На следующий день я отправился в аэроклуб. Там мне сказали, что заявление и документы подать еще можно, что меня примут и если я сумею догнать учлетов и сдать наравне с ними все экзамены по теории, то буду допущен к летной практике. Условия были нелегкие. Я не чувствовал под собой земли, возвращаясь в техникум. Все трудности казались мне преодолимыми.

Подал заявление, и через несколько дней меня послали на врачебную комиссию: если пройду, буду зачислен в аэроклуб.

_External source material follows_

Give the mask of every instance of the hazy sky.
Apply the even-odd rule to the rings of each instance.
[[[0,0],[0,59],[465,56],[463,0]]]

Врачи долго простукивали, прослушивали и осматривали. Председатель комиссии — старый врач с седой бородкой — похлопал меня по плечу и сказал:

— Коллеги, обратите внимание на объем грудной клетки и мускулатуру этого физкультурника. Невелик паренек, а хватило бы на двух взрослых! Сердце — норма. Нервная система — норма. Здоров абсолютно. Годен.

Итак, я зачислен в аэроклуб! Когда я узнал об этом, меня опять одолели сомнения: справлюсь ли? Мелькнула даже мысль: не отказаться ли? Но я вспомнил советы Мацуя, его слова: «Справишься, если будешь умело планировать время». Была бы задача непосильной, комитет комсомола не дал бы мне путевки, а мой наставник и друг, наш секретарь Мацуй, не стал бы мне советовать. Так рассудив, я почувствовал уверенность в своих силах.

Ни отцу, ни братьям я не сказал о том, что буду учиться в аэроклубе: знал, что они станут меня отговаривать, к тому же не хотелось зря волновать отца. Но мне было неприятно что-либо скрывать от него, я привык делиться с ним всеми своими делами.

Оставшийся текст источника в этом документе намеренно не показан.